Julie Maroh aseguraba en la larga carta que no escribió «El azul es un color cálido» para predicar entre la comunidad homosexual («el libro no es solo para lesbianas», aclaraba), pero tras la publicación del cómic «me di cuenta del hecho de que hablar sobre una minoría, sea la que sea, contribuye a apoyar su causa (o la contraria) y nos sobrepasa por completo».

La obra de Kechiche

Con respecto a Kechiche, con el que se reunió en numerosas ocasiones (aunque tras el éxito de la película en Cannes Maroh asegura que no respondía a sus llamadas), la autora reconocía que siempre sintió «mucha admiración» hacia su obra y confió en él desde el principio.
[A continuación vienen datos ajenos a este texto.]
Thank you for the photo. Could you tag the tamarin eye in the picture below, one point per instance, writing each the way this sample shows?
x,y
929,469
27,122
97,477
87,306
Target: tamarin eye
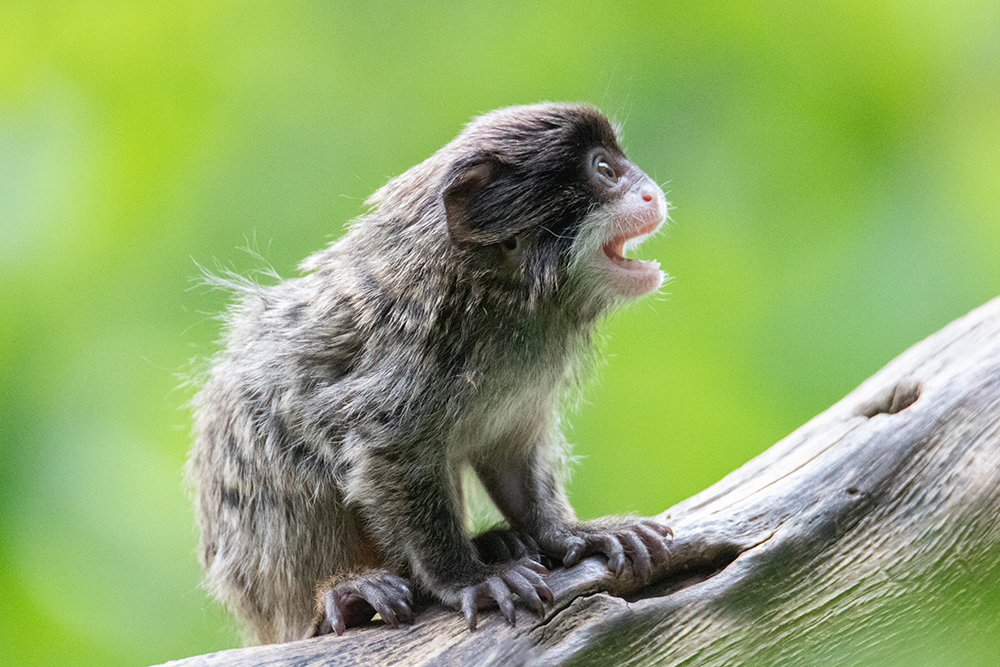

Eso sí, «para mí, esta adaptación es otra versión/visión/realidad de la misma historia», por lo que advertía: «No vayan a verla y esperen sentir lo que sintieron al leer "El azul es un color cálido". Reconocerán algunos tonos, pero encontrarán algo más».

Sin embargo, a la autora no le convenció (en absoluto) la visión que Kechiche trasladó a la película de la vida sexual de las protagonistas: «A excepción de algunas escenas, me parece una exhibición brutal, quirúrgica, exuberante y fría del sexo entre mujeres, convirtiéndolo en pura pornografía, y eso me pareció de muy mal gusto».

Pese a dicha sensación, Maroh tuvo claro desde el principio que «cuando aceptas una adaptación, la idea de traición debe reconsiderarse». «Perdí el control de mi libro tan pronto como se lo entregué a mis lectores» y nunca se le pasó por la cabeza esperar que Kechiche fuera en una dirección concreta, ya que hizo su propia versión de una historia que dejó de pertenecerme desde el momento en que llegó a las librerías».

No olvidemos que se trata de la primera vez en la historia del Festival de Cine de Cannes en que un cómic «inspira» una Palma de Oro y esa es «mucha presión añadida». De hecho, Julie Maroh llegó a acudir a la Croisette, aunque Kechiche no la mencionó en su discurso al recoger el galardón y fue bastante «invisible» en la alfombra roja. Es lo que tiene el cine, que a veces los focos no apuntan al protagonista.